2007-08-23T01:56:20Z

Authors

Journal Title

Journal ISSN

Volume Title

Publisher

Physics

Abstract

The electronic and geometric properties of silicon-carbon fullerene-like nanostructures with two, four, six, twenty and twenty four carbon atoms on the surface of the Si60 cages by substitution, as well as inside the cage at various symmetry orientations have been studied within the generalized gradient approximation to density functional theory (GGA-DFT). The Perdew-Wang 91 (PW91) functional has been used to treat exchange and correlation energies. Full geometry and spin optimizations have been performed using Gaussian 03 suite of programs and the LANL2DZ basis set.

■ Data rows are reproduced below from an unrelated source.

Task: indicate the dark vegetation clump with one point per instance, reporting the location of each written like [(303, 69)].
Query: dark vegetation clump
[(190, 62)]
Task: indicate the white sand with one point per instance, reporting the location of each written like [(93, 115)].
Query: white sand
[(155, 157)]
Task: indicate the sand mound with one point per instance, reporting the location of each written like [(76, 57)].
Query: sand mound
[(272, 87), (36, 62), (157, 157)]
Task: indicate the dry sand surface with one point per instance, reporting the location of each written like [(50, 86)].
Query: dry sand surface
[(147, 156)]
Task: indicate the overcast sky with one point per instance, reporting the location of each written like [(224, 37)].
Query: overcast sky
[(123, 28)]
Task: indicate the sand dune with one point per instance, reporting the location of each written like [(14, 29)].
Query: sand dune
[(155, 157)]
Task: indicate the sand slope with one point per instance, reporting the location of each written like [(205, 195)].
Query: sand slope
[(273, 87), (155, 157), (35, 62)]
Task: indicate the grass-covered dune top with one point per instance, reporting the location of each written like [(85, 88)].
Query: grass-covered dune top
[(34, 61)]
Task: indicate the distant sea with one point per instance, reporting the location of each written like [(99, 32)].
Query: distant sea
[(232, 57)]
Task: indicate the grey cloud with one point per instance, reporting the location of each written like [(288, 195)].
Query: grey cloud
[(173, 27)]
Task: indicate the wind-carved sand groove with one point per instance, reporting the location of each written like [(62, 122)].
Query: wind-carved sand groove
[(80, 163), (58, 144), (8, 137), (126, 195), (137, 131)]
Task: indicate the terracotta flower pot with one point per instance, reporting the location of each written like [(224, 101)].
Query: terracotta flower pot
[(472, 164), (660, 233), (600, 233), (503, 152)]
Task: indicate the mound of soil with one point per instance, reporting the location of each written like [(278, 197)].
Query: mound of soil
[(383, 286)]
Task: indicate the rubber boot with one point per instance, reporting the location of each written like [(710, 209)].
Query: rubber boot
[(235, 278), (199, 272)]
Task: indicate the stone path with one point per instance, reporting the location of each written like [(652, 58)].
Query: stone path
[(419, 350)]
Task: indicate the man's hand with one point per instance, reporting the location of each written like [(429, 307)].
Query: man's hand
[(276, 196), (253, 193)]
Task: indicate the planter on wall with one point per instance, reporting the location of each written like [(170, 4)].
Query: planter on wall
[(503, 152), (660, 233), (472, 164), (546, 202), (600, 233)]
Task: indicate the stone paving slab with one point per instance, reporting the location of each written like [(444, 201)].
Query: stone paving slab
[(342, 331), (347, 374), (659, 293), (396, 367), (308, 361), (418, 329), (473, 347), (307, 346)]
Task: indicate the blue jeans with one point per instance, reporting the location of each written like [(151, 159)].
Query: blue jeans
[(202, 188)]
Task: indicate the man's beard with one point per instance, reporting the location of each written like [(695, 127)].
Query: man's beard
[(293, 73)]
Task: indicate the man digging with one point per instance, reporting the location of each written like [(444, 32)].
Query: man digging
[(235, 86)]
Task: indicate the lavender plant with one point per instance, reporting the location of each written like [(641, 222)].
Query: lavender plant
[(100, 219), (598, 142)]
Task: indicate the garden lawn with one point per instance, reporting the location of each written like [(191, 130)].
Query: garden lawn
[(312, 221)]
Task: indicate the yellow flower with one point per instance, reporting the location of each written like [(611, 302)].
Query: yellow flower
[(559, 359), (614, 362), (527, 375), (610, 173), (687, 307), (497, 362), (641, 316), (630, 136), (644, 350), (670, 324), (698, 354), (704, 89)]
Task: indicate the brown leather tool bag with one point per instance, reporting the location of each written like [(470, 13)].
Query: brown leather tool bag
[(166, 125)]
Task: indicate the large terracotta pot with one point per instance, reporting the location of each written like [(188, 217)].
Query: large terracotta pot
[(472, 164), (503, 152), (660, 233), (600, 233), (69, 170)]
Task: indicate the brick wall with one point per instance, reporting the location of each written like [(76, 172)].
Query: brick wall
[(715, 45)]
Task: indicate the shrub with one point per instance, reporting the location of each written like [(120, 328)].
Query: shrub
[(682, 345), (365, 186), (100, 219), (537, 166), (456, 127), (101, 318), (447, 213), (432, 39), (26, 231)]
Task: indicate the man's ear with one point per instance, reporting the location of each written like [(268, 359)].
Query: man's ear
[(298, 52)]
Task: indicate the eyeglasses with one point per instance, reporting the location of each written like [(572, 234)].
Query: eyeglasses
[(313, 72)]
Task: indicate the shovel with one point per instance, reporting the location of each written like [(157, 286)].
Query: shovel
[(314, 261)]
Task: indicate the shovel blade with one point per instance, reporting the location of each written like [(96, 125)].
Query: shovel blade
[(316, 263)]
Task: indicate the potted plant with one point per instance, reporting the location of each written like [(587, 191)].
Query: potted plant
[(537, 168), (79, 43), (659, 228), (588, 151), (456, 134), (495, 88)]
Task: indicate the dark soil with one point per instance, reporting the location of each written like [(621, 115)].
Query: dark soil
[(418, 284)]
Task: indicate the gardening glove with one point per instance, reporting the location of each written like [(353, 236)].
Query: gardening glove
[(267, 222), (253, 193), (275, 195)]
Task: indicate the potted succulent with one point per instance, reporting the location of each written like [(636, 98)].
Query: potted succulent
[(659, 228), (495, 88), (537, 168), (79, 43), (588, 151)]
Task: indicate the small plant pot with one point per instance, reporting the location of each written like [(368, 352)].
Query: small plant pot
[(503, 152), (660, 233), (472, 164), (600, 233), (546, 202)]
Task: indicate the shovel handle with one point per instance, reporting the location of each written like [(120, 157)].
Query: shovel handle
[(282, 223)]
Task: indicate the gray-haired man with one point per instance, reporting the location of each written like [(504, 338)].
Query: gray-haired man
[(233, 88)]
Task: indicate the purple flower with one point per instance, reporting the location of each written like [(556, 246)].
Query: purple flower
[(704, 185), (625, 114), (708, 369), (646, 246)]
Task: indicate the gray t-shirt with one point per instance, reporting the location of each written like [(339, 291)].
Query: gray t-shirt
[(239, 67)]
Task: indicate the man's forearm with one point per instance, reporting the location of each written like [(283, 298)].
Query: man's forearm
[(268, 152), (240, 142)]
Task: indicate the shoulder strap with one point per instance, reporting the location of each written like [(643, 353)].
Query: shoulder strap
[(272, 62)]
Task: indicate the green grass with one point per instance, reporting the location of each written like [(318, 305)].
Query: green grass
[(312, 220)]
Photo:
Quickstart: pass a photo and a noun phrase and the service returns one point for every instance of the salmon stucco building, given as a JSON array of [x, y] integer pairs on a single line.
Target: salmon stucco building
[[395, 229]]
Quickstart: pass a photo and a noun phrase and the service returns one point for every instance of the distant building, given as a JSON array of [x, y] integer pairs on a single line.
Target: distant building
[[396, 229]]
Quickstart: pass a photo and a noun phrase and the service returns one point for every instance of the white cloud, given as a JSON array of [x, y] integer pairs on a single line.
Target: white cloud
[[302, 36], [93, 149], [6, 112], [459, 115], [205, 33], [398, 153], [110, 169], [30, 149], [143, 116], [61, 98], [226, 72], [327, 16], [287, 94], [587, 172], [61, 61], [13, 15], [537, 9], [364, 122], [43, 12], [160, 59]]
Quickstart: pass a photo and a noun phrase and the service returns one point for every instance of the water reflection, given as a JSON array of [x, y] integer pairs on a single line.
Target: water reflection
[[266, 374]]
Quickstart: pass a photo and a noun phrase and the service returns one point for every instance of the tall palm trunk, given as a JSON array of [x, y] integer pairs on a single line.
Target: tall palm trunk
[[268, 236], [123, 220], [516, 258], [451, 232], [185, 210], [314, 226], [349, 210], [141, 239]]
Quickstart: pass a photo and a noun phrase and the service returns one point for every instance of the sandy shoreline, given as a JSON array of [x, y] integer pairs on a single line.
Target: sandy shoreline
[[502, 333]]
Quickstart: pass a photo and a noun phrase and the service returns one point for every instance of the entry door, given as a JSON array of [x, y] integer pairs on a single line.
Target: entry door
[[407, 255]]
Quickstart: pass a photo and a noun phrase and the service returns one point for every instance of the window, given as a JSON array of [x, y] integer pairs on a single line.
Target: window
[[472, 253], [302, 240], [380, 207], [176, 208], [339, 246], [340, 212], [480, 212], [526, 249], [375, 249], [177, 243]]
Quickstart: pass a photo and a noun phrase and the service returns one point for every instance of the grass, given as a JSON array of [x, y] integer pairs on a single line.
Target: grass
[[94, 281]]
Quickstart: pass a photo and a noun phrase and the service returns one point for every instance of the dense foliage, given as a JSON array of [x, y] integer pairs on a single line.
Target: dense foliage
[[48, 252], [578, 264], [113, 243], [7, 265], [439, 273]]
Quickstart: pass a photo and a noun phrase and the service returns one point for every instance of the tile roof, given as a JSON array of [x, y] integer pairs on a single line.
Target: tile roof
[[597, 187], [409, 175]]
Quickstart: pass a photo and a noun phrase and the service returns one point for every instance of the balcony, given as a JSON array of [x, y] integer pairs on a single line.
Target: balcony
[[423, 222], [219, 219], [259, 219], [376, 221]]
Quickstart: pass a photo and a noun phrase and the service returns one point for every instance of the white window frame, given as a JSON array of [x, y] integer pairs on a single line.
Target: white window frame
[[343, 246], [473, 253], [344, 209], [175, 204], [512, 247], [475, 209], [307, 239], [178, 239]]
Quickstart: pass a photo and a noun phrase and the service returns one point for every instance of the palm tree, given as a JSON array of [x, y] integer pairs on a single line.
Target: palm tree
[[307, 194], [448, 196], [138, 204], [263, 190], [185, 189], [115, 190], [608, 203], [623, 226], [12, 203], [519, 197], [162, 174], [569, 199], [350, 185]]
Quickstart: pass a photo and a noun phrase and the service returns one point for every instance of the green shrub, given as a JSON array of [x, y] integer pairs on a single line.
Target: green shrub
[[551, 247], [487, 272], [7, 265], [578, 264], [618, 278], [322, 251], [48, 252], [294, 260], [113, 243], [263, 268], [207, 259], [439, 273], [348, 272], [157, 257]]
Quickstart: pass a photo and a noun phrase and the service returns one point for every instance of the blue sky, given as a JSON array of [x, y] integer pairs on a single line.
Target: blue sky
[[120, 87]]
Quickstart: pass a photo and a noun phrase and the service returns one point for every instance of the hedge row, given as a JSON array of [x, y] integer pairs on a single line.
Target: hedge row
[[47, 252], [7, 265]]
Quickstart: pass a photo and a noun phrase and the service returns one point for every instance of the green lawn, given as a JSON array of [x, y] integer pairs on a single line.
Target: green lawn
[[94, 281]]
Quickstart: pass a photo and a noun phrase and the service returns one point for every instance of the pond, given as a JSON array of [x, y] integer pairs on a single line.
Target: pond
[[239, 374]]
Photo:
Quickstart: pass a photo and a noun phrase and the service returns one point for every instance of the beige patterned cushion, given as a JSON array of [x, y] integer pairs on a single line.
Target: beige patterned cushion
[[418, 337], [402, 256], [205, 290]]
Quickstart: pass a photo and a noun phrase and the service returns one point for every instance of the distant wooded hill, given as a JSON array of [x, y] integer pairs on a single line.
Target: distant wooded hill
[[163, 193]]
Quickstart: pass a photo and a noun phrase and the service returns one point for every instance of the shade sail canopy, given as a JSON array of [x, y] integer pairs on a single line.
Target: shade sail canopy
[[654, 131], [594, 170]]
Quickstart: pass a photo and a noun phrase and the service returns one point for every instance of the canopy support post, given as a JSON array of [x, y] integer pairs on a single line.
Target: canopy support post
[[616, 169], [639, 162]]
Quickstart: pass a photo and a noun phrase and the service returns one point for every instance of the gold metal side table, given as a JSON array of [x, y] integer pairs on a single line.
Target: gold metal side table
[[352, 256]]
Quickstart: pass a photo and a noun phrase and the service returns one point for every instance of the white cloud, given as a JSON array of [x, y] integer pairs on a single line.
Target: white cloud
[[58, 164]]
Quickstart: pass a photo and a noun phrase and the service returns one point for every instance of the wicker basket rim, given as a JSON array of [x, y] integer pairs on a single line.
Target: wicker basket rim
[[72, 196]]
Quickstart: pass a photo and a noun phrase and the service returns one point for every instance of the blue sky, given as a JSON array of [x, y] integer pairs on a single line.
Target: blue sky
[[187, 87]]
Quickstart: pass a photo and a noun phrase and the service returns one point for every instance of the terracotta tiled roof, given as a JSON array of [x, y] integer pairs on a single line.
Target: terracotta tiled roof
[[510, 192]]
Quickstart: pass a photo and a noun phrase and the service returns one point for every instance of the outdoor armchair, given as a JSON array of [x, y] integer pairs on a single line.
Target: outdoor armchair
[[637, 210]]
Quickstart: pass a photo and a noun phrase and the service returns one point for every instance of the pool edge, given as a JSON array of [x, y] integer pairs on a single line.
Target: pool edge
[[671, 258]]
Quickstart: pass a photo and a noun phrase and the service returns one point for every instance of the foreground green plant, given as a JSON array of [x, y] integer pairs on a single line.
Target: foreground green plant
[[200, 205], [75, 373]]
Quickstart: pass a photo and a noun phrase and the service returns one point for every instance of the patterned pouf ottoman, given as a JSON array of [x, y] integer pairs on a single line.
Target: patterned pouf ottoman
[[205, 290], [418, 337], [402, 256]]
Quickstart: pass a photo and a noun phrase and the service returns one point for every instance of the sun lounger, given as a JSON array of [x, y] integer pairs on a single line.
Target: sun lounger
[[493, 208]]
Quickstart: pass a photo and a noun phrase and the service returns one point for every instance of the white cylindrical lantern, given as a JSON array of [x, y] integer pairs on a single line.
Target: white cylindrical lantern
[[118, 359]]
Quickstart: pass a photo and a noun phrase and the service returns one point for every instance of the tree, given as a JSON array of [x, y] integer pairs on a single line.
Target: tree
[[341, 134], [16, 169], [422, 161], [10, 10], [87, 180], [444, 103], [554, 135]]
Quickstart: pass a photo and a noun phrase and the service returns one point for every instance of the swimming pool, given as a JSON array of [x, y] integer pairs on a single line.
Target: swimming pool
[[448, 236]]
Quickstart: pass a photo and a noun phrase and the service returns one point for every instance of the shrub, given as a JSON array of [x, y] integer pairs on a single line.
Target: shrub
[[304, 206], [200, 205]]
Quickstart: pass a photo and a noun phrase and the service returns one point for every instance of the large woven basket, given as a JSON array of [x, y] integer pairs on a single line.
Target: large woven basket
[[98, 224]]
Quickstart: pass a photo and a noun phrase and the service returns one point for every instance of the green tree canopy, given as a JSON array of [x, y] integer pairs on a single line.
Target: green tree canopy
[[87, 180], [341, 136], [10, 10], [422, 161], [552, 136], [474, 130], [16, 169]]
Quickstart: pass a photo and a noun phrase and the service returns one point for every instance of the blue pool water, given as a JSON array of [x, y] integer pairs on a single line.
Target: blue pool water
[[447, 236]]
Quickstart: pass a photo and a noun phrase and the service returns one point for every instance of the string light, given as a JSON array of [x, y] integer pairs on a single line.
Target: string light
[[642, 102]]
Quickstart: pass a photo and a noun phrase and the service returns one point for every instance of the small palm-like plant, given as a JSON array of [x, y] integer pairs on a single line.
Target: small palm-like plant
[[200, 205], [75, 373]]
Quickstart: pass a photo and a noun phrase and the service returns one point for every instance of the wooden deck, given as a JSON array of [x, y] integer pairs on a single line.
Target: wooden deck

Thus for the silicon atom, the Hay-Wadt pseudopotential with the associated basis set are used for the core and valence electrons respectively. For the carbon atom, the Dunning/Huzinaga double zeta basis set is employed. Results on electronic state, binding energy per atom, HOMO-LUMO gap (Band gap), vertical ionization potential (energy required to ionize the system), vertical electron affinity (energy required to add an electron to the system) and dipole moment for all the stable silicon -carbon fullerene like nanostructures are presented and discussed in detail. The average Si-C bond length and average C-C bond length are also presented. The natures of the bondings between the Si-C and C-C are studied in detail using the Natural Bond Orbital program (NBO). It was found that the optimized silicon-carbon fullerene like nanostructures have increased stability compared to the bare Si60 cage. The binding energy per atom for the stable silicon-carbon fullerene like nanostructures increase with the number of carbon atoms, with the structures having carbon atoms on the surface having higher binding energies (3% for Si58C2 to 38% for Si36C24) than the structures with carbon atoms inside the Si60 cage (2.5 % for Si60C2 to 27% for Si60C24). The stability of these nanostructures depends on the orientation of carbon atoms, as well as on the nature of bonding between silicon and carbon atoms (for two and four carbon atoms) and nature of onding between Si-C and C-C bonding (for six, twenty and twenty four carbon atoms).